Прозвенел звонок, все гурьбой рванули вверх по лестнице, Герман остался сидеть. Смех постепенно затих вдали, но эхо от него застряло у Германа в ушах. Он осторожно положил руку на голову и ощупал ее, поскоблил пальцем, уперся во что-то гладкое, шишкастое – и отдернул руку, сунул ее под дождевик. Вокруг сгустилась тишина, и в тишине Герман вдруг начал понимать, что к чему. И понял. Он подобрал зюйдвестку, крадучись подошел к зеркалу, нагнул голову, скосил глаза, но ничего не увидел. Поднял руку, но духу не хватило, и он, наоборот, натянул зюйдвестку по самые уши и туго-туго завязал под подбородком. Снова посмотрелся в зеркало: глаза черные.

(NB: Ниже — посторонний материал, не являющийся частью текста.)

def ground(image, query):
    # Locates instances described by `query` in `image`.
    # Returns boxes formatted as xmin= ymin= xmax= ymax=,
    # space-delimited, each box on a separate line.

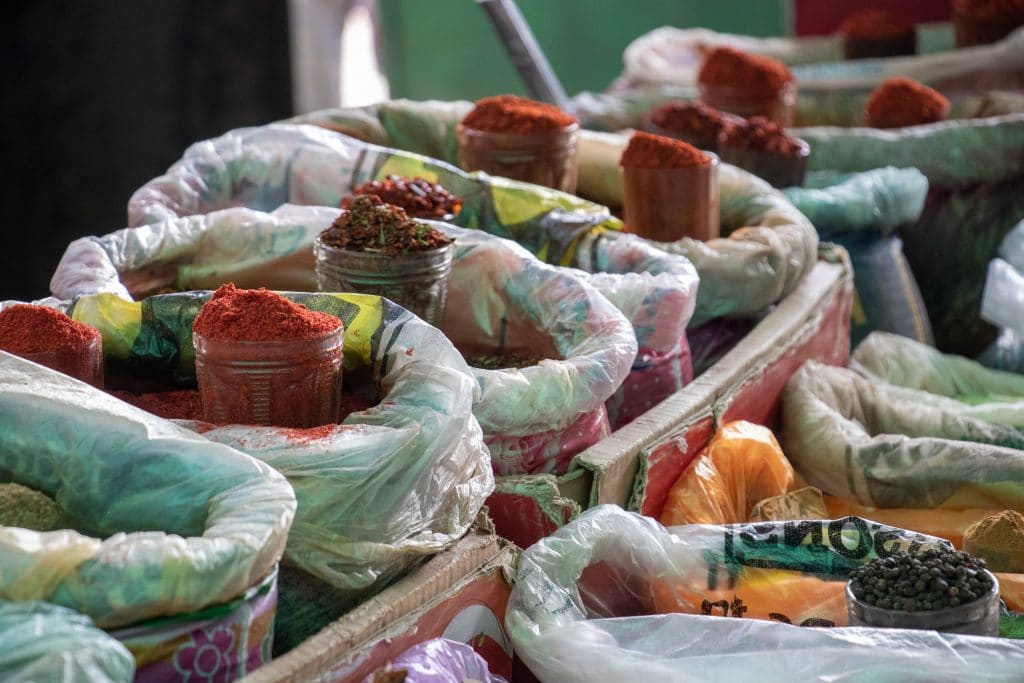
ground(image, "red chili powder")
xmin=697 ymin=47 xmax=793 ymax=96
xmin=952 ymin=0 xmax=1024 ymax=22
xmin=462 ymin=95 xmax=579 ymax=135
xmin=0 ymin=303 xmax=99 ymax=353
xmin=865 ymin=77 xmax=949 ymax=128
xmin=618 ymin=131 xmax=711 ymax=168
xmin=722 ymin=116 xmax=803 ymax=157
xmin=839 ymin=9 xmax=913 ymax=40
xmin=650 ymin=99 xmax=735 ymax=140
xmin=193 ymin=283 xmax=341 ymax=341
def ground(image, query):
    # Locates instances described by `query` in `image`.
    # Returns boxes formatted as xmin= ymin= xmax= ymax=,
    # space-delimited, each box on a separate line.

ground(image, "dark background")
xmin=0 ymin=0 xmax=292 ymax=300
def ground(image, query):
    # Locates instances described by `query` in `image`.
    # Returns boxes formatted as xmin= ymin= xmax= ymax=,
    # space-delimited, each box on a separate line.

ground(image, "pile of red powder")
xmin=722 ymin=116 xmax=803 ymax=157
xmin=649 ymin=99 xmax=735 ymax=140
xmin=0 ymin=303 xmax=99 ymax=354
xmin=462 ymin=95 xmax=578 ymax=135
xmin=697 ymin=47 xmax=793 ymax=97
xmin=865 ymin=77 xmax=949 ymax=128
xmin=618 ymin=131 xmax=711 ymax=169
xmin=193 ymin=283 xmax=341 ymax=341
xmin=839 ymin=9 xmax=914 ymax=40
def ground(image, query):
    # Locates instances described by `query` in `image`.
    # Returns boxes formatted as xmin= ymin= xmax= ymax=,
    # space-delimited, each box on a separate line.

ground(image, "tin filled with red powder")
xmin=456 ymin=95 xmax=580 ymax=193
xmin=618 ymin=132 xmax=720 ymax=242
xmin=839 ymin=9 xmax=918 ymax=59
xmin=864 ymin=77 xmax=949 ymax=128
xmin=313 ymin=195 xmax=454 ymax=325
xmin=952 ymin=0 xmax=1024 ymax=47
xmin=719 ymin=117 xmax=811 ymax=187
xmin=193 ymin=284 xmax=344 ymax=427
xmin=697 ymin=47 xmax=797 ymax=126
xmin=0 ymin=304 xmax=103 ymax=388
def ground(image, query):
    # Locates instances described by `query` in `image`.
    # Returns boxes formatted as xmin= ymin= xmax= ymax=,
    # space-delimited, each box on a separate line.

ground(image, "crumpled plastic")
xmin=362 ymin=638 xmax=505 ymax=683
xmin=506 ymin=506 xmax=1024 ymax=683
xmin=52 ymin=205 xmax=638 ymax=474
xmin=0 ymin=352 xmax=296 ymax=628
xmin=850 ymin=333 xmax=1024 ymax=428
xmin=0 ymin=601 xmax=135 ymax=683
xmin=658 ymin=421 xmax=796 ymax=526
xmin=782 ymin=361 xmax=1024 ymax=510
xmin=46 ymin=292 xmax=494 ymax=597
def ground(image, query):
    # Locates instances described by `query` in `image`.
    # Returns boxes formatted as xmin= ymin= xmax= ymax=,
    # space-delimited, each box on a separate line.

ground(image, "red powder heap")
xmin=618 ymin=131 xmax=711 ymax=168
xmin=0 ymin=303 xmax=99 ymax=354
xmin=193 ymin=283 xmax=341 ymax=341
xmin=865 ymin=77 xmax=949 ymax=128
xmin=952 ymin=0 xmax=1024 ymax=22
xmin=839 ymin=9 xmax=913 ymax=40
xmin=723 ymin=116 xmax=803 ymax=157
xmin=462 ymin=95 xmax=579 ymax=135
xmin=650 ymin=99 xmax=734 ymax=140
xmin=697 ymin=47 xmax=793 ymax=96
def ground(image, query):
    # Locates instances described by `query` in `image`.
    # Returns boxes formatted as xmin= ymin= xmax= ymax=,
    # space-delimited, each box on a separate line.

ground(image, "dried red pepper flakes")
xmin=723 ymin=116 xmax=803 ymax=157
xmin=618 ymin=131 xmax=712 ymax=169
xmin=321 ymin=195 xmax=453 ymax=256
xmin=697 ymin=47 xmax=794 ymax=96
xmin=462 ymin=95 xmax=579 ymax=135
xmin=865 ymin=77 xmax=949 ymax=128
xmin=341 ymin=175 xmax=462 ymax=218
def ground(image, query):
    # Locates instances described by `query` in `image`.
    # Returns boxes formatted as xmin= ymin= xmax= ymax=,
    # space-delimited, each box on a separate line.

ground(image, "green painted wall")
xmin=378 ymin=0 xmax=790 ymax=99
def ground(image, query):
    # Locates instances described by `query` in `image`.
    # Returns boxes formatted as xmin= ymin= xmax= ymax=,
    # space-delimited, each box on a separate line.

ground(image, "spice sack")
xmin=506 ymin=506 xmax=1024 ymax=683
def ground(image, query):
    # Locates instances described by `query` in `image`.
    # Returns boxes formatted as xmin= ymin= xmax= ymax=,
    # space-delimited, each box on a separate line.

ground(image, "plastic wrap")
xmin=364 ymin=638 xmax=505 ymax=683
xmin=51 ymin=292 xmax=494 ymax=596
xmin=506 ymin=506 xmax=1024 ymax=683
xmin=0 ymin=601 xmax=135 ymax=683
xmin=0 ymin=353 xmax=295 ymax=628
xmin=53 ymin=205 xmax=638 ymax=474
xmin=782 ymin=361 xmax=1024 ymax=510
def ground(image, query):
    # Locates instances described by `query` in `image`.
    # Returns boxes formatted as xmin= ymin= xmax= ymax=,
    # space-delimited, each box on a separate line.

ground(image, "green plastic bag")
xmin=0 ymin=601 xmax=135 ymax=683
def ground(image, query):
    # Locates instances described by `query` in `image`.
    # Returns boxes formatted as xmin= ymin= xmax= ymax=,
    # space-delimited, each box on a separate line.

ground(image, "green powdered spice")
xmin=0 ymin=483 xmax=60 ymax=531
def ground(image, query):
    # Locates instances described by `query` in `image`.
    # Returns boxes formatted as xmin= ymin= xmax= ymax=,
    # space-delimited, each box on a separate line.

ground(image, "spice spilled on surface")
xmin=865 ymin=77 xmax=949 ymax=128
xmin=618 ymin=131 xmax=712 ymax=169
xmin=462 ymin=95 xmax=579 ymax=135
xmin=319 ymin=195 xmax=453 ymax=256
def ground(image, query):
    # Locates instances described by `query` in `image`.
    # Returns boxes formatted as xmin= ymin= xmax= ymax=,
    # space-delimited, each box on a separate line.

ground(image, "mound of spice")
xmin=697 ymin=47 xmax=794 ymax=96
xmin=462 ymin=95 xmax=579 ymax=135
xmin=850 ymin=550 xmax=992 ymax=612
xmin=193 ymin=283 xmax=341 ymax=342
xmin=341 ymin=175 xmax=462 ymax=218
xmin=864 ymin=77 xmax=949 ymax=128
xmin=618 ymin=131 xmax=712 ymax=169
xmin=964 ymin=510 xmax=1024 ymax=573
xmin=0 ymin=483 xmax=60 ymax=531
xmin=722 ymin=116 xmax=803 ymax=157
xmin=0 ymin=303 xmax=99 ymax=355
xmin=647 ymin=99 xmax=737 ymax=148
xmin=319 ymin=195 xmax=452 ymax=256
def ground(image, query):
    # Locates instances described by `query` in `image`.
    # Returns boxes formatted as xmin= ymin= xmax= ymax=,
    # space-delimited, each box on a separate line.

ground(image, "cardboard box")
xmin=242 ymin=525 xmax=517 ymax=683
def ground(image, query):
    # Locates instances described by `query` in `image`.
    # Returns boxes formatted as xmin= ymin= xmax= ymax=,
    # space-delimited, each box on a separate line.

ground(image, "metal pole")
xmin=476 ymin=0 xmax=569 ymax=110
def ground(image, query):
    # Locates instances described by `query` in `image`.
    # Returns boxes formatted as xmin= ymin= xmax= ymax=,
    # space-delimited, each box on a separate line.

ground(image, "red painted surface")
xmin=716 ymin=278 xmax=853 ymax=427
xmin=325 ymin=569 xmax=512 ymax=681
xmin=640 ymin=416 xmax=715 ymax=517
xmin=793 ymin=0 xmax=949 ymax=36
xmin=487 ymin=492 xmax=572 ymax=548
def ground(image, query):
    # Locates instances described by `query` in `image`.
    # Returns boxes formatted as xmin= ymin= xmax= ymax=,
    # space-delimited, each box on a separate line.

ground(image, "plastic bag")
xmin=362 ymin=638 xmax=505 ymax=683
xmin=53 ymin=205 xmax=634 ymax=474
xmin=0 ymin=601 xmax=135 ymax=683
xmin=506 ymin=506 xmax=1024 ymax=683
xmin=0 ymin=353 xmax=295 ymax=628
xmin=782 ymin=361 xmax=1024 ymax=510
xmin=51 ymin=292 xmax=494 ymax=596
xmin=659 ymin=422 xmax=795 ymax=526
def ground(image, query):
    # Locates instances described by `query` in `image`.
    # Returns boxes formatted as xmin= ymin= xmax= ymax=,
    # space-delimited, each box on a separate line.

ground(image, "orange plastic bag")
xmin=659 ymin=421 xmax=796 ymax=526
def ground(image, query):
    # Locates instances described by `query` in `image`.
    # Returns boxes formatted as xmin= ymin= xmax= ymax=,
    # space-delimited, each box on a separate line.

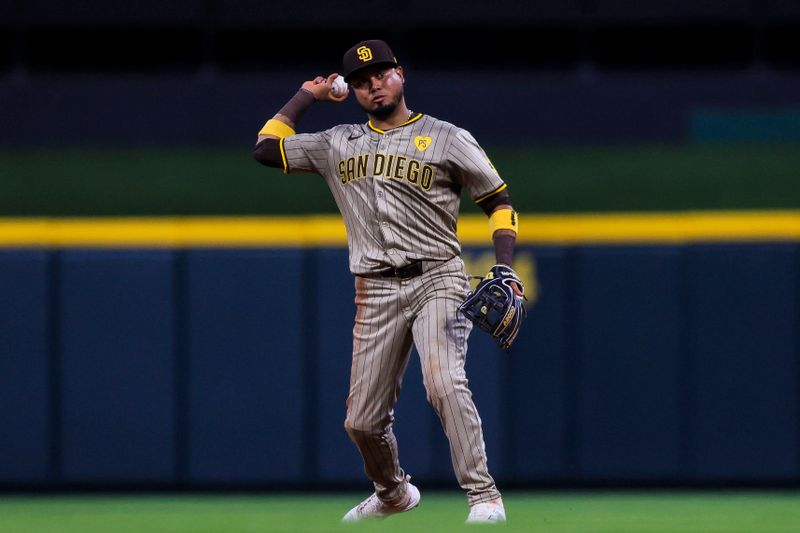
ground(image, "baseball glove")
xmin=458 ymin=265 xmax=526 ymax=349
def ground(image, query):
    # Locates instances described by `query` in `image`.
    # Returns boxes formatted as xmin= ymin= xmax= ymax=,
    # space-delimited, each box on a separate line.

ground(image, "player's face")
xmin=350 ymin=66 xmax=405 ymax=118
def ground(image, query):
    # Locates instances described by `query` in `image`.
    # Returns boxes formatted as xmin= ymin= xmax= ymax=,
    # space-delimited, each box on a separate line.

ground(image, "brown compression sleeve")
xmin=278 ymin=88 xmax=317 ymax=128
xmin=492 ymin=229 xmax=517 ymax=268
xmin=253 ymin=138 xmax=283 ymax=168
xmin=478 ymin=190 xmax=511 ymax=216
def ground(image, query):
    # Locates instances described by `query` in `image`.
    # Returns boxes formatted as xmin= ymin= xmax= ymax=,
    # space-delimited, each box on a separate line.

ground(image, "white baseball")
xmin=331 ymin=76 xmax=347 ymax=96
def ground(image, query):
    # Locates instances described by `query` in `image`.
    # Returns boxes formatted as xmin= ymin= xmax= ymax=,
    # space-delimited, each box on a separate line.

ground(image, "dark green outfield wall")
xmin=0 ymin=144 xmax=800 ymax=216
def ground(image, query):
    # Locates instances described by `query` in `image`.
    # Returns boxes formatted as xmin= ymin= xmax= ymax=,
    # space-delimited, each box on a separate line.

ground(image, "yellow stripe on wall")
xmin=0 ymin=210 xmax=800 ymax=248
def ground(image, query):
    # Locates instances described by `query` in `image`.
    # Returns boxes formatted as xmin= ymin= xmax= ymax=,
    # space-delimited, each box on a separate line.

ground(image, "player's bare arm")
xmin=253 ymin=72 xmax=349 ymax=167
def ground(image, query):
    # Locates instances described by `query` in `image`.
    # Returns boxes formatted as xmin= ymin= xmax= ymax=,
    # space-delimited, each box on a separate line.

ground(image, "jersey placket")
xmin=373 ymin=131 xmax=403 ymax=267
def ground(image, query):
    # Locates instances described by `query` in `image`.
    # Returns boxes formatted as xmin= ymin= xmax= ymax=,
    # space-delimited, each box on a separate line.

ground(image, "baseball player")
xmin=253 ymin=40 xmax=522 ymax=522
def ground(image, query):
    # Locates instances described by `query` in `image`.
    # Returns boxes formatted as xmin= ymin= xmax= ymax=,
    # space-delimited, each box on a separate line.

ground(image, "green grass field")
xmin=0 ymin=491 xmax=800 ymax=533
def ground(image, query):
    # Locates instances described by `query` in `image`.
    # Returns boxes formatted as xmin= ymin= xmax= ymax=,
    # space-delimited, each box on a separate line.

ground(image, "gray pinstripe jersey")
xmin=281 ymin=114 xmax=505 ymax=274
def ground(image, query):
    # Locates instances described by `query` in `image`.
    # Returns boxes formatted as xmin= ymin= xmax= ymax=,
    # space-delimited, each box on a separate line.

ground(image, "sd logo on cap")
xmin=342 ymin=39 xmax=398 ymax=83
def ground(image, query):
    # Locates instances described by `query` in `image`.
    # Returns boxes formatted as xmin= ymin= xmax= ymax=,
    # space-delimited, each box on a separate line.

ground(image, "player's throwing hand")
xmin=302 ymin=72 xmax=350 ymax=103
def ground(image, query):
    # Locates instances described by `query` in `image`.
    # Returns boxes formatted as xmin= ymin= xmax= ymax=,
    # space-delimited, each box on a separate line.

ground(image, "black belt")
xmin=378 ymin=261 xmax=422 ymax=279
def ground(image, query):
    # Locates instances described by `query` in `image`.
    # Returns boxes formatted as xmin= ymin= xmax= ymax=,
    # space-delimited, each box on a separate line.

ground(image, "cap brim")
xmin=344 ymin=61 xmax=400 ymax=83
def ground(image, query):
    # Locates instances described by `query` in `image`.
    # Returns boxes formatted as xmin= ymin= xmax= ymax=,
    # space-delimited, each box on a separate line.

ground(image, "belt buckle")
xmin=394 ymin=261 xmax=422 ymax=279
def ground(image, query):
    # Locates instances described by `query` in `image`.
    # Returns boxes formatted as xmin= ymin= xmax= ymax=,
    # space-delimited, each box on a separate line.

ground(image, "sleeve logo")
xmin=356 ymin=46 xmax=372 ymax=63
xmin=414 ymin=135 xmax=433 ymax=152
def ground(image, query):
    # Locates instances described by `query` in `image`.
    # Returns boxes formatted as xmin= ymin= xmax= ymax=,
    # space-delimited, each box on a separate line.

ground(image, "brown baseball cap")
xmin=342 ymin=39 xmax=398 ymax=83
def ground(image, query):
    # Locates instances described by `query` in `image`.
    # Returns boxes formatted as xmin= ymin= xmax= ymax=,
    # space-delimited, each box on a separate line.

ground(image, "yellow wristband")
xmin=489 ymin=208 xmax=519 ymax=235
xmin=258 ymin=118 xmax=294 ymax=139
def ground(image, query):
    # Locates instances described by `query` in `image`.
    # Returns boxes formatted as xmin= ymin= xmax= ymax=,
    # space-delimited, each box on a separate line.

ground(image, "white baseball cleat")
xmin=467 ymin=500 xmax=506 ymax=524
xmin=342 ymin=483 xmax=420 ymax=523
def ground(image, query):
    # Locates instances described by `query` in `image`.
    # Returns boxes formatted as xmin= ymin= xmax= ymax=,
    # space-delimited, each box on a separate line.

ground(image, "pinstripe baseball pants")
xmin=344 ymin=257 xmax=500 ymax=505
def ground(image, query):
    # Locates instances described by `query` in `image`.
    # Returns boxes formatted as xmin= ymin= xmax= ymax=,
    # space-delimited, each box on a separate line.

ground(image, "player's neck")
xmin=369 ymin=100 xmax=413 ymax=131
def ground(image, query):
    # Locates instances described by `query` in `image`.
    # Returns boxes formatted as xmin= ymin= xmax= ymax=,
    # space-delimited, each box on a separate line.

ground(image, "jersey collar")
xmin=367 ymin=113 xmax=422 ymax=135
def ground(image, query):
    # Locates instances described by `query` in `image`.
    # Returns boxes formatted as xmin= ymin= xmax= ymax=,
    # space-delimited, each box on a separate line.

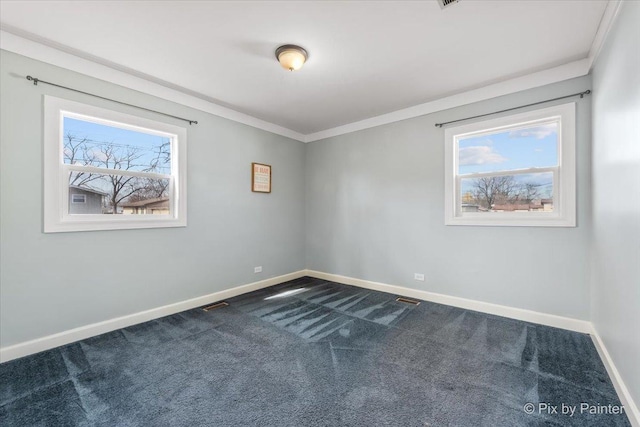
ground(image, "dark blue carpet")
xmin=0 ymin=278 xmax=630 ymax=427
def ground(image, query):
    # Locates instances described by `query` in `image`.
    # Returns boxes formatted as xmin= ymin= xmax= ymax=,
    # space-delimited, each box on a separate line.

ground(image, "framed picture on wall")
xmin=251 ymin=163 xmax=271 ymax=193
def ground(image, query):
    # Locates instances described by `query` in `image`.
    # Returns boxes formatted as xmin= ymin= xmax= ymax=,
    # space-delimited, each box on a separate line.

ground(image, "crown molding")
xmin=0 ymin=10 xmax=624 ymax=143
xmin=588 ymin=0 xmax=624 ymax=70
xmin=0 ymin=25 xmax=305 ymax=142
xmin=306 ymin=59 xmax=589 ymax=142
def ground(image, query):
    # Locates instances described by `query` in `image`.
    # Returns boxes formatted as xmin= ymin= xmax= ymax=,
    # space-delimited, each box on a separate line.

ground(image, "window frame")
xmin=71 ymin=193 xmax=87 ymax=205
xmin=43 ymin=95 xmax=187 ymax=233
xmin=444 ymin=102 xmax=576 ymax=227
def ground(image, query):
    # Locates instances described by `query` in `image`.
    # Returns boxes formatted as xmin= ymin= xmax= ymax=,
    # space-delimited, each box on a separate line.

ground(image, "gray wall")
xmin=306 ymin=76 xmax=591 ymax=319
xmin=0 ymin=51 xmax=305 ymax=347
xmin=592 ymin=2 xmax=640 ymax=412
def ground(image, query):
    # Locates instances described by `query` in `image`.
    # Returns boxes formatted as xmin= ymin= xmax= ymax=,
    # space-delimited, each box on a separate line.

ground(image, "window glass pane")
xmin=458 ymin=122 xmax=558 ymax=174
xmin=69 ymin=172 xmax=171 ymax=215
xmin=460 ymin=172 xmax=553 ymax=215
xmin=62 ymin=117 xmax=171 ymax=175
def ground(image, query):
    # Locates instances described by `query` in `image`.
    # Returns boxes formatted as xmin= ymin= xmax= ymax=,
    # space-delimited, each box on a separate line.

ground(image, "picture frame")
xmin=251 ymin=162 xmax=271 ymax=193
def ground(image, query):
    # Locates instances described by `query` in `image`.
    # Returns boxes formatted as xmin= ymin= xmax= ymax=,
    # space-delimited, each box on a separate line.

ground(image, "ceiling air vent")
xmin=437 ymin=0 xmax=460 ymax=9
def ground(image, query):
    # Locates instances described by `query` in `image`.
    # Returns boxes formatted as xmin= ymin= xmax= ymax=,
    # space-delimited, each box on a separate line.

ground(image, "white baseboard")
xmin=306 ymin=270 xmax=593 ymax=334
xmin=591 ymin=326 xmax=640 ymax=427
xmin=0 ymin=270 xmax=306 ymax=363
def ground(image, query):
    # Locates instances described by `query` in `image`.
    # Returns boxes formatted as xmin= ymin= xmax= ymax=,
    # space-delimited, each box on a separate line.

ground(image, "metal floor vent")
xmin=437 ymin=0 xmax=460 ymax=9
xmin=202 ymin=301 xmax=229 ymax=311
xmin=396 ymin=297 xmax=420 ymax=305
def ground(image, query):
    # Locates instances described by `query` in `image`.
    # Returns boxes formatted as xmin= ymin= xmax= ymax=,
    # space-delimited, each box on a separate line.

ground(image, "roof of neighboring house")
xmin=491 ymin=203 xmax=542 ymax=211
xmin=120 ymin=197 xmax=169 ymax=208
xmin=69 ymin=185 xmax=108 ymax=196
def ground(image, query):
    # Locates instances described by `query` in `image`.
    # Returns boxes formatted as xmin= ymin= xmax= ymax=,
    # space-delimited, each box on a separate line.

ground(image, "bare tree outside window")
xmin=63 ymin=132 xmax=171 ymax=214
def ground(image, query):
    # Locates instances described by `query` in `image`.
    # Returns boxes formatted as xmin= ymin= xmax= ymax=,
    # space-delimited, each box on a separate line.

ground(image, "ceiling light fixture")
xmin=276 ymin=44 xmax=307 ymax=71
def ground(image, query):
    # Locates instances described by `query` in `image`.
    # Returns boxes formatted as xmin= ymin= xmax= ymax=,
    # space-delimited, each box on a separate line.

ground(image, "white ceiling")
xmin=0 ymin=0 xmax=607 ymax=134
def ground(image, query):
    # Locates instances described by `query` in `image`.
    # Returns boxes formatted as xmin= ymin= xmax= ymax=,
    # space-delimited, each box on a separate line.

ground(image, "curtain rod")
xmin=436 ymin=90 xmax=591 ymax=128
xmin=27 ymin=76 xmax=198 ymax=125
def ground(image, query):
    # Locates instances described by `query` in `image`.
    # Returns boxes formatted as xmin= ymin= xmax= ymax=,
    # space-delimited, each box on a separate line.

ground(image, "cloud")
xmin=458 ymin=145 xmax=509 ymax=166
xmin=509 ymin=123 xmax=558 ymax=139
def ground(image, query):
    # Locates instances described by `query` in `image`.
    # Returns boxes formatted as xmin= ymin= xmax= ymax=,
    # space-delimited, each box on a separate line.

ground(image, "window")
xmin=44 ymin=96 xmax=187 ymax=233
xmin=445 ymin=103 xmax=576 ymax=227
xmin=71 ymin=194 xmax=87 ymax=203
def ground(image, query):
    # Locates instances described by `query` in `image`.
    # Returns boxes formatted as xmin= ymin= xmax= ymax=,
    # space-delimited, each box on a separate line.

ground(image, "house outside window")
xmin=445 ymin=103 xmax=576 ymax=227
xmin=44 ymin=96 xmax=187 ymax=233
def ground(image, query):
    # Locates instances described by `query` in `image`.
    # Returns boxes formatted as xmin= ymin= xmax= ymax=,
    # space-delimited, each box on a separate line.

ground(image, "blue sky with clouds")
xmin=64 ymin=117 xmax=170 ymax=173
xmin=458 ymin=123 xmax=558 ymax=174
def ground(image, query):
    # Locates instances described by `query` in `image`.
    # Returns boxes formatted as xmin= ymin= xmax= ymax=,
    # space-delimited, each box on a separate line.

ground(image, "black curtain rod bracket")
xmin=436 ymin=89 xmax=591 ymax=128
xmin=27 ymin=76 xmax=198 ymax=125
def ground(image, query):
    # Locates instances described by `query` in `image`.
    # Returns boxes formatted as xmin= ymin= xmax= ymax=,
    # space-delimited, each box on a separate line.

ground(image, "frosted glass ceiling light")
xmin=276 ymin=44 xmax=307 ymax=71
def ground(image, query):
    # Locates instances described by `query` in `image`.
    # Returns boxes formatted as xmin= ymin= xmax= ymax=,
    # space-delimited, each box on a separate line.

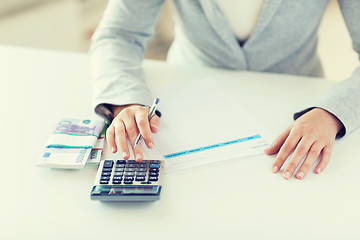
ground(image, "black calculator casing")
xmin=91 ymin=160 xmax=164 ymax=202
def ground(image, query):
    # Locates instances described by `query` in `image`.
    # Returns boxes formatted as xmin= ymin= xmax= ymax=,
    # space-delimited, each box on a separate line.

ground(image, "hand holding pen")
xmin=134 ymin=98 xmax=160 ymax=149
xmin=106 ymin=99 xmax=160 ymax=161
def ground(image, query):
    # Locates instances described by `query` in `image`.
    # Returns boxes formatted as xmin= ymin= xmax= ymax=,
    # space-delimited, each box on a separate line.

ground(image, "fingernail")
xmin=296 ymin=172 xmax=304 ymax=179
xmin=283 ymin=171 xmax=290 ymax=180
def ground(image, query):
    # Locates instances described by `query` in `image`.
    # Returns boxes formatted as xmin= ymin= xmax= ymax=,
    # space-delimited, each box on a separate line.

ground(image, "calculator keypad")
xmin=99 ymin=160 xmax=162 ymax=185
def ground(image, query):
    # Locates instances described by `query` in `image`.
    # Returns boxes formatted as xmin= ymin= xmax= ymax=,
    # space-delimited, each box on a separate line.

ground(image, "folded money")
xmin=37 ymin=118 xmax=105 ymax=169
xmin=85 ymin=126 xmax=107 ymax=168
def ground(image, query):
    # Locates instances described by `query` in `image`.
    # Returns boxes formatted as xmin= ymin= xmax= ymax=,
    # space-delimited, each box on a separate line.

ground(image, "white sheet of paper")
xmin=153 ymin=79 xmax=270 ymax=173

А за спиной стоит Яйцо, обнаружил Герман и медленно повернулся.
– Давай-ка быстро, – сказал Яйцо. – Уже звонок был.
Герман закинул за плечо пакет с формой и не спеша пошел к двери.
– Ты меня слышал? Звонок уже был!
Герман остановился. Ему вдруг остро, как никогда раньше, ударил в нос и в голову запах пота, тухлый, кислый, и он вспомнил все другие гадкие запахи и разом почувствовал их тоже – вонючего клея в мастерской, прелых листьев, папиного дезодоранта, пригоревшей рыбной запеканки, дедушкиного горшка, крови в кабинете врача и прыскалки для волос в парикмахерской.
Он взглянул на Яйцо.
– Почему вас зовут Яйцом?
Яйцо растерял лицо и долго не мог вернуть его на место.
– Яйцом?
– Именно. Яйцом.
– Вы называете меня Яйцом?
– Да, Яйцом.
Герман поднялся по лестнице. На ступеньке попой кверху стояла уборщица, так и подмывало пнуть ее. Но, обогнав его мысли, уборщица подхватила ведро и ушла.
Школьный двор был пуст. Во всех окнах виднелись головы. Сыпал дождь. До зюйдвестки он шел тихо, потом стукался о нее и медленно скатывался дальше перед носом у Германа. Он высматривал в каплях свое отражение, но не видел ничего, кроме пустых прозрачных слез, они наворачивались на глаза и падали уже из них. Узел под горлом промок и натянулся сильнее. Наверху открылось окно. Это Боров, но Герману не до него.